Murray did not respond to requests for comment. Bokhari would not confirm or deny an interest in running for mayor, and said she will declare her intentions soon.
Squires declined to confirm or deny an interest in running and suggested she will state her intentions after June 1. According to city rules, she would not have to resign her seat in the Manitoba Legislature if she chooses to run for mayor.
Even without more candidates, the potential field of organized or well-known candidates would dwarf the Winnipeg mayoral races of 2014, 2004, 1998 and 1992 — when, respectively, Bowman, Sam Katz, Murray and Susan Thompson were first elected.
With so many strong candidates running this year, fractured voting will make campaign organization matter even more.
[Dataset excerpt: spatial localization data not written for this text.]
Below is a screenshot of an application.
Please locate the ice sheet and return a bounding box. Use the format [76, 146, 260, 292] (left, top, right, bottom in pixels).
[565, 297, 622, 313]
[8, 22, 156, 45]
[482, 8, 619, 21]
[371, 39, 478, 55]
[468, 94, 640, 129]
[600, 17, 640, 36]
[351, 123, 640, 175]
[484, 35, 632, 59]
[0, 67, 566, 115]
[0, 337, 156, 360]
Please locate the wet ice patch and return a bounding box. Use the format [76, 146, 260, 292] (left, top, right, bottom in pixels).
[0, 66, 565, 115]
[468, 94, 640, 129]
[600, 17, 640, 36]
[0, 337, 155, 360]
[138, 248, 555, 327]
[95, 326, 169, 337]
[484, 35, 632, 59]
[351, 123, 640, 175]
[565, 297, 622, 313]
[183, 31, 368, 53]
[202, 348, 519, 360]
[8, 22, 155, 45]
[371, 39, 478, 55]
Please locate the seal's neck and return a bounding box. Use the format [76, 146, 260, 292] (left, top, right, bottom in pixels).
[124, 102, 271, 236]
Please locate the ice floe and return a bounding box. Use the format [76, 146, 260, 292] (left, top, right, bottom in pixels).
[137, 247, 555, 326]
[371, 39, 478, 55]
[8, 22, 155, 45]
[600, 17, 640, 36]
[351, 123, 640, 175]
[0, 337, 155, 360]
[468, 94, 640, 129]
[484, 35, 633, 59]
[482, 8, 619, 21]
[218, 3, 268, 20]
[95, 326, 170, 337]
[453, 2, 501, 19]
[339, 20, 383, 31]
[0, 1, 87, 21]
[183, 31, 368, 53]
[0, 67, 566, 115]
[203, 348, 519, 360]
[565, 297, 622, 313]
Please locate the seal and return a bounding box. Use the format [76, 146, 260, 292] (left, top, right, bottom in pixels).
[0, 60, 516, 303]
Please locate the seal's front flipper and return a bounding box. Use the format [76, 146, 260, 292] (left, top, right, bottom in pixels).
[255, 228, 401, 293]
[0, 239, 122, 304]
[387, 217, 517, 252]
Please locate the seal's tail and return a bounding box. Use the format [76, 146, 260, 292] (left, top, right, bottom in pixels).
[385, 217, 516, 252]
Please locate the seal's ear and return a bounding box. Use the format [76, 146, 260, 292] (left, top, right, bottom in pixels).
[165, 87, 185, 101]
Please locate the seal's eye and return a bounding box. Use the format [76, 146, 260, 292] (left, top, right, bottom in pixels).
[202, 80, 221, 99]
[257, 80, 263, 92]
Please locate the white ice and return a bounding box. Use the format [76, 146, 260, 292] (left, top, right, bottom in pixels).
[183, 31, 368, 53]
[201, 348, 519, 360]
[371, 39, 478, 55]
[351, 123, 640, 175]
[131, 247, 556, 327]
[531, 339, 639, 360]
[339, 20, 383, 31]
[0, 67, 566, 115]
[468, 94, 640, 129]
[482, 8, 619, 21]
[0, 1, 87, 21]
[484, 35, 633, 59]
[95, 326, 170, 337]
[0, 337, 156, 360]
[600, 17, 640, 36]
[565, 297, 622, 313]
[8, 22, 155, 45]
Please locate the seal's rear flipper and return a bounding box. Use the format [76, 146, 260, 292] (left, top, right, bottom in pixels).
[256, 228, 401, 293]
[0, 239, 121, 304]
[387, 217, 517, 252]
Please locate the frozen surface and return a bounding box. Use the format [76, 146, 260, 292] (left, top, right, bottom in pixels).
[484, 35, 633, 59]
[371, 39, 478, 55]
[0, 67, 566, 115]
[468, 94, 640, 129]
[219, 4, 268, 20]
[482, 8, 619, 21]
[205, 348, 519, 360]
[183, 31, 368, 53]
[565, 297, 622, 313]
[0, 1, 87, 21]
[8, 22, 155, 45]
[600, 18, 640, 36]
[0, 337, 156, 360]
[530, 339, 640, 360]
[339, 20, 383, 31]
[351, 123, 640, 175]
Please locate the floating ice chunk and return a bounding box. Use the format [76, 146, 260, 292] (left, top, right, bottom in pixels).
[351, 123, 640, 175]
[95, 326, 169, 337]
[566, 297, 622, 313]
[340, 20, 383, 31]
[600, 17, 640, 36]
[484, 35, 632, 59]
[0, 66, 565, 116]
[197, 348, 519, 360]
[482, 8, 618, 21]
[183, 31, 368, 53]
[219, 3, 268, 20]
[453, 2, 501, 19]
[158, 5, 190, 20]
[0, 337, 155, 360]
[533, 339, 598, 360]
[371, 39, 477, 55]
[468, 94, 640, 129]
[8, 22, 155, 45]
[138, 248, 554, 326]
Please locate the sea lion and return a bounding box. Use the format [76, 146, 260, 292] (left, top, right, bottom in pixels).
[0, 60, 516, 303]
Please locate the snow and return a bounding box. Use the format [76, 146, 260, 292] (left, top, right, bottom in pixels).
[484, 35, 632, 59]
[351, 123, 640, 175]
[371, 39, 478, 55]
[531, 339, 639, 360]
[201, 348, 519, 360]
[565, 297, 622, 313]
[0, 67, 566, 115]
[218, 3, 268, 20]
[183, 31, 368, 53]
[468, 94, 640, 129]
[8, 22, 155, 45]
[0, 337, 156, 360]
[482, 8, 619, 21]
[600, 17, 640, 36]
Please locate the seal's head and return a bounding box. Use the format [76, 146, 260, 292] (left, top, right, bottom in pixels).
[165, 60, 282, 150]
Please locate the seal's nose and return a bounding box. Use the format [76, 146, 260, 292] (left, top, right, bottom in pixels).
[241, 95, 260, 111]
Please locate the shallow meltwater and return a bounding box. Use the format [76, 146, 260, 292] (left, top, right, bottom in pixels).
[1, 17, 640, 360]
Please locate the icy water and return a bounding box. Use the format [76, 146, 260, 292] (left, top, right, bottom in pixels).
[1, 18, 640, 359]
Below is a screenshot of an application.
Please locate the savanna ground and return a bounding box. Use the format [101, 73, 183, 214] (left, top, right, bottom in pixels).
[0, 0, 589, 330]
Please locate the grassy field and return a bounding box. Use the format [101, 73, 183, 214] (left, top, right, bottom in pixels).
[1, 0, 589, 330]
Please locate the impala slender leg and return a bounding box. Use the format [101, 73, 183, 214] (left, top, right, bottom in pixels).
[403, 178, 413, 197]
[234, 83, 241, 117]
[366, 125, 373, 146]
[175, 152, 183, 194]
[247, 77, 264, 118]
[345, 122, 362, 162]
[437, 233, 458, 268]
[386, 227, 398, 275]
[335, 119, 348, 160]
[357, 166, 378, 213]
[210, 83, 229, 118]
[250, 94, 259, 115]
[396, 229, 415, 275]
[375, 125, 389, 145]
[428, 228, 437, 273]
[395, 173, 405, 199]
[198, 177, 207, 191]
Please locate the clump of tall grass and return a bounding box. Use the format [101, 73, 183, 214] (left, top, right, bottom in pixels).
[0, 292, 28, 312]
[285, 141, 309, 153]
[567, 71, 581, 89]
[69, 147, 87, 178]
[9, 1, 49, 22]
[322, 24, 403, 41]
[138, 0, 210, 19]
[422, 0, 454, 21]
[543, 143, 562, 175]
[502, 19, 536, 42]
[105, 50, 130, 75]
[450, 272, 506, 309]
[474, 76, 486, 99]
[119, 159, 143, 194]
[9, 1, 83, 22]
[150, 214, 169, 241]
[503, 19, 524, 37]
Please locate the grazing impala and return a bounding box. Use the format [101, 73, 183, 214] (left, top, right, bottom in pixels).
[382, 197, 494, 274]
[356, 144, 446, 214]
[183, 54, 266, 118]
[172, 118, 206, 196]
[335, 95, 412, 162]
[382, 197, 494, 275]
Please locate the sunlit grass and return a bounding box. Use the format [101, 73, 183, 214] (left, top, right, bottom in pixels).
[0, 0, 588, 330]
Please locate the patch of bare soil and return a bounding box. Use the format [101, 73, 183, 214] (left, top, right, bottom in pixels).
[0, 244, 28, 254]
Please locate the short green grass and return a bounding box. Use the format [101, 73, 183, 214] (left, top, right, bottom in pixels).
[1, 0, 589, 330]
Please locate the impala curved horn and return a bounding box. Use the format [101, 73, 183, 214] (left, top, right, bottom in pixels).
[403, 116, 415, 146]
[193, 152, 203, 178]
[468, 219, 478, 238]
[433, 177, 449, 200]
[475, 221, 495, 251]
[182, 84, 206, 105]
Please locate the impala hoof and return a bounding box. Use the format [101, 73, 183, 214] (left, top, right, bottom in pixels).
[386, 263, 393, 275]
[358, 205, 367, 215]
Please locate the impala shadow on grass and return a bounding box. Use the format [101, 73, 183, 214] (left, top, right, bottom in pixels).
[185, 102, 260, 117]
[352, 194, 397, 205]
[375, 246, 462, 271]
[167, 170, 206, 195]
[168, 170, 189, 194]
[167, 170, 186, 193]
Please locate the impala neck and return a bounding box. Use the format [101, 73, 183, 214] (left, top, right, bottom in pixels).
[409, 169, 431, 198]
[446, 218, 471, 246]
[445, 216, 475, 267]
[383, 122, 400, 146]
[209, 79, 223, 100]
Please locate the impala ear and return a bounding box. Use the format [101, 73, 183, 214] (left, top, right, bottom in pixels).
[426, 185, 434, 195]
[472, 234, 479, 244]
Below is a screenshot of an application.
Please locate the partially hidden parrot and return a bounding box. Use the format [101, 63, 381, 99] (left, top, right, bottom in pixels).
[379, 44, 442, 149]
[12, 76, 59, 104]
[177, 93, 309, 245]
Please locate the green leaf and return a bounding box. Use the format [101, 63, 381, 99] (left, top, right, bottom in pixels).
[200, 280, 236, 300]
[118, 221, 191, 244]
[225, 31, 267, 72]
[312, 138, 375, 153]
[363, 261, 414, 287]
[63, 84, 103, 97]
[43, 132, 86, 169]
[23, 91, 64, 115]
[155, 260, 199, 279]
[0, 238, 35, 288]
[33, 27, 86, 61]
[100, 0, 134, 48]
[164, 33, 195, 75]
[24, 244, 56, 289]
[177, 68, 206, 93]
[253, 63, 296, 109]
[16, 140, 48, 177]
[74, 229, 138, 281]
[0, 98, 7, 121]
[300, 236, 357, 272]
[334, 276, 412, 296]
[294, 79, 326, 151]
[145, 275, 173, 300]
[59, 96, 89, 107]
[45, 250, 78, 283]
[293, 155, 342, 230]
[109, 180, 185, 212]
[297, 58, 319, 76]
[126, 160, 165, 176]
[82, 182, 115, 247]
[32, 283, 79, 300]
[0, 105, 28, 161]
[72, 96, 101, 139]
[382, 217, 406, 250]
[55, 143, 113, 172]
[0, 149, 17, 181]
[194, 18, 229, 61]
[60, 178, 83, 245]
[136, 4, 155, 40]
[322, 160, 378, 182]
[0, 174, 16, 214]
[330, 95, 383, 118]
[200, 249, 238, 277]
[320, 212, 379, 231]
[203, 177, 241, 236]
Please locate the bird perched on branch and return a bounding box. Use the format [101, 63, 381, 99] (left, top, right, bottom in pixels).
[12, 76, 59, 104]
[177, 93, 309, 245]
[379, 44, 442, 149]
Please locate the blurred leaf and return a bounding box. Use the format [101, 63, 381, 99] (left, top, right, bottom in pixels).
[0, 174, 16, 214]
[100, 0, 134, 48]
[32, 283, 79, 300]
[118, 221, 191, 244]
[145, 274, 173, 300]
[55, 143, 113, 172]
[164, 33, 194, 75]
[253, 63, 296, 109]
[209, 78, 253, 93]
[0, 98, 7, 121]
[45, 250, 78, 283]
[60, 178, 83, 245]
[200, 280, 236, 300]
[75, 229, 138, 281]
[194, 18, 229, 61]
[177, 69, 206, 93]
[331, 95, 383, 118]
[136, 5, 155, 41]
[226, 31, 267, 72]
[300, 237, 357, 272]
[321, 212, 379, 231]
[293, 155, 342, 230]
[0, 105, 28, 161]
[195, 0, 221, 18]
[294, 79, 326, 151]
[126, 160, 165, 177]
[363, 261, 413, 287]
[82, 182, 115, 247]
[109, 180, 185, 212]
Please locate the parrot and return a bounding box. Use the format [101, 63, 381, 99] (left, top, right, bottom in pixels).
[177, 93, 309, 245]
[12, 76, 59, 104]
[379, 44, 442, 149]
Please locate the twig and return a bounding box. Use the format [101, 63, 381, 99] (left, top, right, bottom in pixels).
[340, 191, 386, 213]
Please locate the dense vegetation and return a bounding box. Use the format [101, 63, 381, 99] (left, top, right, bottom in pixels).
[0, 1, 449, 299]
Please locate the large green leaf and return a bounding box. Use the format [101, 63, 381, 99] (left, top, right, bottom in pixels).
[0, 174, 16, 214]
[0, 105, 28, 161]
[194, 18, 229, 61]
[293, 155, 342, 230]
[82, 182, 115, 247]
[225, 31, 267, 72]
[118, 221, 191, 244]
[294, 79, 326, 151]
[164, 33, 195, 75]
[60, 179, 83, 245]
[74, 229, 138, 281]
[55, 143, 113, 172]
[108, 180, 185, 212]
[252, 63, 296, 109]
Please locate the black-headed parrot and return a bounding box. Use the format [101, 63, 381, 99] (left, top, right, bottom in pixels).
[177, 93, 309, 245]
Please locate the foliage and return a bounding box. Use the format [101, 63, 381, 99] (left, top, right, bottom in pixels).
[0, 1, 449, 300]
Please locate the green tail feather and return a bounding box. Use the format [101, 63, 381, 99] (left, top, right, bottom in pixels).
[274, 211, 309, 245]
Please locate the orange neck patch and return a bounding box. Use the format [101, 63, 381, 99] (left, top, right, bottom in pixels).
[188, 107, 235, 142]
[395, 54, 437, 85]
With a crowded field, Winnipeg may not elect the most popular mayor, but the one who did the best job of identifying their supporters and getting them to the polls.
Popular opinion matters more in races with fewer candidates, where small differences in voter support tend to get magnified beyond the ability of organized campaigns to overcome.
This is why politicians who enjoy strong name recognition — such as Charleswood-Tuxedo-Westwood Coun. Kevin Klein, who mused for months about running for mayor — may choose to sit out the 2022 race.
While it will take a tremendous amount of work for any mayoral campaign to succeed this year, there is no guarantee that hard work will translate into a victory.
Most of the candidates registered this year have at least one strength.
Ouellette and Motkaluk have mounted organized mayoral campaigns before. Gillingham has a considerable amount of council experience. Shone, the co-creator of the Swamp Donkey adventure race, could tap into a built-in network of highly motivated endurance racers. Loney can rely on a large network of community activists.
In other words, anyone who tells you today what will happen on election day in October is talking nonsense. At this very early juncture, anything can happen.